Ma come "mezz’ora dopo"? Ma se nella foto si vede un cielo notturno, come è possibile fare questa affermazione?


Secondo invece Francesco Battistini, che su Corriere.it del 4 aprile 2014 riferisce le parole del caporal maggiore Mattia Piras:


«Anja scattò quella foto ed erano già passate più di sei ore, ma per me il tempo s’era fermato. Intorno, fumava ancora tutto. Lavoravo al settore della pubblica informazione, avevo accompagnato i primi giornalisti a vedere gli effetti dell’esplosione: c’era anche lei, “la tedesca bionda”, come la chiamavamo, perché stava al campo da un po’ di giorni. Mi misi di guardia: davanti a me non vedevo nulla, ero stravolto, mi asciugavo il sudore, le lacrime. Davanti agli occhi mi passavano solo i volti dei miei colleghi morti, gli amici uccisi dall’esplosione delle 10,39: Massimo, Silvio, gli altri ragazzi. Non mi accorgevo di nulla. In quell’attimo, lei fece clic…».

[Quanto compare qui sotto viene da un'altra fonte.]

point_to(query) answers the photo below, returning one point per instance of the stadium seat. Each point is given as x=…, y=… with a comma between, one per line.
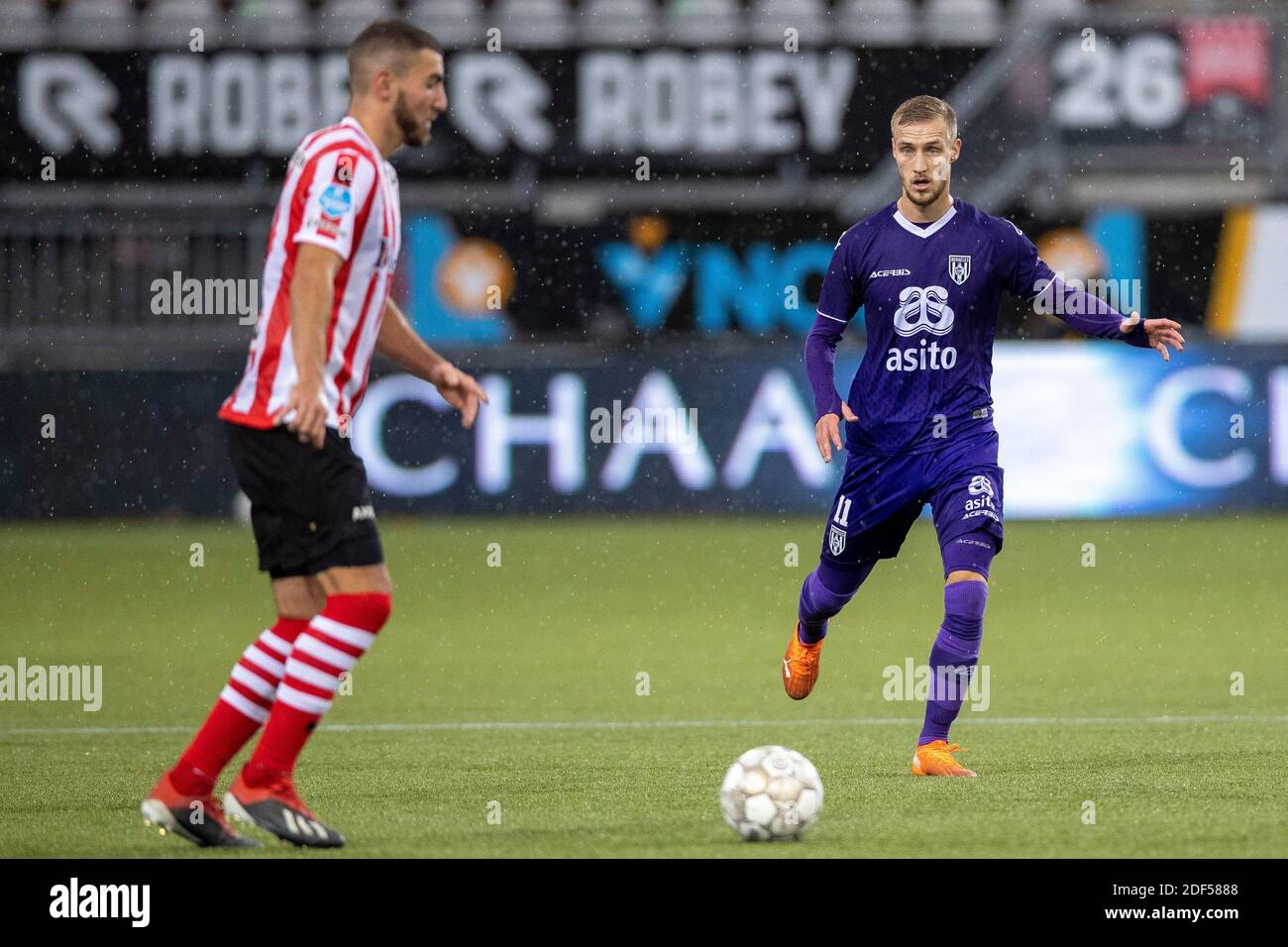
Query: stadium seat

Nella foto si vede chiaramente che non c’è più alcuna traccia di fumo. E se, come riferisce Piras, “la tedesca bionda (…) stava al campo da un po’ di giorni”, come mai ha scattato solo “sei ore” dopo? Non viene il dubbio, al giornalista, che ci sia qualche contraddizione nelle parole di Piras? E se il dubbio è sorto, come mai l’autore dell’articolo non l’ha fatto notare al militare chiedendo di cercare di fare mente locale e ricordare meglio i particolari?

La lettura di un altro quotidiano, La Repubblica, che a onor del vero ha riportato correttamente i fatti, riserva un agghiacciante errore che mai s’era visto prima. Nel descrivere l’omicidio (pagina 16, box in alto a sinistra “La Giornata”, l’ignoto estensore dell’articolo inizia così il suo pezzo:

“Kabul. Allahu Akbar ha gridato il poliziotto che l’ammazzata (sic)."

Verrebbe da concludere “ammazzata  la fotoreporter e ammazzata pure la lingua italiana”.
Se parliamo poi dell’importanza della fotografia giornalistica, quella, nei giornali italiani, è stata ammazzata già molto tempo fa.